O internacionalismo e o movimento comunista
Entre as características essenciais da identidade do nosso Partido conta-se o internacionalismo. Que o PCP é um partido patriótico e internacionalista não é apenas uma afirmação de sempre, mas uma atitude e uma prática de sempre.
Ao utilizarmos a designação «internacionalismo proletário» não esquecemos as profundas transformações sociais verificadas no mundo, desde que Marx e Engels lançaram a palavra de ordem «proletários de todos os países uni-vos!». O proletariado sofreu profundas alterações. Discute-se mesmo se em alguns países capitalistas se pode continuar a falar em protelariado.
Mas a designação «internacionalismo proletário» tem a virtude de lembrar que as mais profundas raízes do internacionalismo são os interesses comuns dos trabalhadores de todos os países na luta contra a exploração capitalista, contra a opressão, pelo progresso social, a democracia, a paz e o socialismo.

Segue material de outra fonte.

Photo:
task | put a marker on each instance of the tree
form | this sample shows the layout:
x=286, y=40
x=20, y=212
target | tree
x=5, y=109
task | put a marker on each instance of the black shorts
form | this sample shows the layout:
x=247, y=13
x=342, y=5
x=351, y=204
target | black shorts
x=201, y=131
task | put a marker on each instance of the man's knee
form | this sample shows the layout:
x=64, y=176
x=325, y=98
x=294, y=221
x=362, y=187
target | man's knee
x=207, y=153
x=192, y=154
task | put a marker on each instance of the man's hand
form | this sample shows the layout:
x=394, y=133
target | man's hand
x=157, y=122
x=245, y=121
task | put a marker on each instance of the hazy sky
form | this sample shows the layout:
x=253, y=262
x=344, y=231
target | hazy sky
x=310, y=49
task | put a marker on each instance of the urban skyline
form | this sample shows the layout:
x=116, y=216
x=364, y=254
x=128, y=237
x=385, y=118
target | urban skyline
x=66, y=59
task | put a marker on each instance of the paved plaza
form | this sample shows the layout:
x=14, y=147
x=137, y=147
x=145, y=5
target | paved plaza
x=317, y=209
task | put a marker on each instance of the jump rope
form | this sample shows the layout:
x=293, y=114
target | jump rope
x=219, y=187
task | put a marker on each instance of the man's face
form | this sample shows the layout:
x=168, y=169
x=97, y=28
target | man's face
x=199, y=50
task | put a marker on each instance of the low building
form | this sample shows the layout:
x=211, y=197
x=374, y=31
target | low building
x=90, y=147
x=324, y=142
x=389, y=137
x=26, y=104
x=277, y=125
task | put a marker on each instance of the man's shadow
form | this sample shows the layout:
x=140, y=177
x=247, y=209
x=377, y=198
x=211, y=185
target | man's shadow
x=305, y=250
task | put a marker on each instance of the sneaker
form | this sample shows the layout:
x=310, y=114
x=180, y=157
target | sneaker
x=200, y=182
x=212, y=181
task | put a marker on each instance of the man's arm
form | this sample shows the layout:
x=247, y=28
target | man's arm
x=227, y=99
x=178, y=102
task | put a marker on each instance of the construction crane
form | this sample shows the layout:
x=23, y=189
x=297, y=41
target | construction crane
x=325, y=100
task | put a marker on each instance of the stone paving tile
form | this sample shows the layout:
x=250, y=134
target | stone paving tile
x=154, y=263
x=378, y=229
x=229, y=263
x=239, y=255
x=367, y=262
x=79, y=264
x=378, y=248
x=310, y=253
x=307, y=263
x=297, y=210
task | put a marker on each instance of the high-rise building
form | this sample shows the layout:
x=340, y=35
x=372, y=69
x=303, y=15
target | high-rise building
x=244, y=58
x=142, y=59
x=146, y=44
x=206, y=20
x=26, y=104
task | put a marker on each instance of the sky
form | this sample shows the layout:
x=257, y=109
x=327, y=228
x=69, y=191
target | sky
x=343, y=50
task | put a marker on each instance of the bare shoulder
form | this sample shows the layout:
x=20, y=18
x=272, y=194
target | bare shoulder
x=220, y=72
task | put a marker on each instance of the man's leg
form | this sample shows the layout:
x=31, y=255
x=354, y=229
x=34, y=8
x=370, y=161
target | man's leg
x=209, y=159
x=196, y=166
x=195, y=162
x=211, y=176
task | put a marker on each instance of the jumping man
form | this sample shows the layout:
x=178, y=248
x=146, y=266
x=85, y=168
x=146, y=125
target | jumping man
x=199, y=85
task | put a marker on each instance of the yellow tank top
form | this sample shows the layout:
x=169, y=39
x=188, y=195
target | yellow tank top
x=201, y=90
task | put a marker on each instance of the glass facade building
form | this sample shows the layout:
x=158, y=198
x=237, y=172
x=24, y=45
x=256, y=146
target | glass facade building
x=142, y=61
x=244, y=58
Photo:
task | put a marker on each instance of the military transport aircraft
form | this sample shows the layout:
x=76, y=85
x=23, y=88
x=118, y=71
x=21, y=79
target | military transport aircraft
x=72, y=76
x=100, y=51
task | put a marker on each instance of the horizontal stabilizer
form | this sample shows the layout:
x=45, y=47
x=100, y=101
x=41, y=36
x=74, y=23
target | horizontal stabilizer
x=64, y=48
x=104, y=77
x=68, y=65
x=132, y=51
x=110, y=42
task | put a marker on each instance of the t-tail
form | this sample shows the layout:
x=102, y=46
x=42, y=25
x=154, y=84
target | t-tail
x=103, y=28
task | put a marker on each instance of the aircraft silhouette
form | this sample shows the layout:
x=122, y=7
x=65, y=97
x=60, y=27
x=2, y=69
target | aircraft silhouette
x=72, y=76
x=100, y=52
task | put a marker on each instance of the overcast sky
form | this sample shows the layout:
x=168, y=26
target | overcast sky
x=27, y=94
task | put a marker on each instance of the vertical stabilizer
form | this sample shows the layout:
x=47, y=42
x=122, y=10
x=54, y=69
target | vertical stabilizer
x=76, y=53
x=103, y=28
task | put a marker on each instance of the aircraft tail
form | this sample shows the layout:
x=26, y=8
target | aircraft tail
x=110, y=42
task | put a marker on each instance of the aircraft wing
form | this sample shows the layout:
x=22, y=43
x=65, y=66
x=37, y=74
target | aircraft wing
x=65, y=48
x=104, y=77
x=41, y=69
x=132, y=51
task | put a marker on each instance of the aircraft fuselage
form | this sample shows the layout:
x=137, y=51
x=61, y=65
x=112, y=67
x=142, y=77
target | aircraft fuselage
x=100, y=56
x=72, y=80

A defesa da paz e a solução de outros problemas globais alargam as relações de cooperação e de solidariedade aos mais diversos sectores sociais e forças políticas. Criam novas relações internacionalistas. Mas não anulam as relações específicas de cooperação e solidariedade entre os trabalhadores, entre os povos e nações em luta contra o imperialismo, entre os comunistas e outras forças revolucionárias.
Não apenas o debate agora realizado na preparação do Congresso, mas a acção de todos os dias, confirma as profundas convicções e profundos sentimentos internacionalistas de amizade e solidariedade do nosso Partido.
Estais certamente de acordo, camaradas, que, no mundo em mudança em que vivemos, num momento em que grassam a capitulação e o oportunismo, o nosso Partido reafirme aqui, neste Congresso, que os comunistas portugueses são e continuarão a ser solidários para com os comunistas, para com as forças revolucionárias e progressistas, para com os trabalhadores de todos os outros países, para com os povos e nações em luta contra o imperialismo.
Para nós, comunistas portugueses, patriotas que somos, ser comunista é obrigatoriamente ser também internacionalista. (…)»
(*) Extractos da intervenção do Secretário-Geral do PCP, Álvaro Cunhal, na abertura do XIII Congresso (Extraordinário) de Maio de 1990.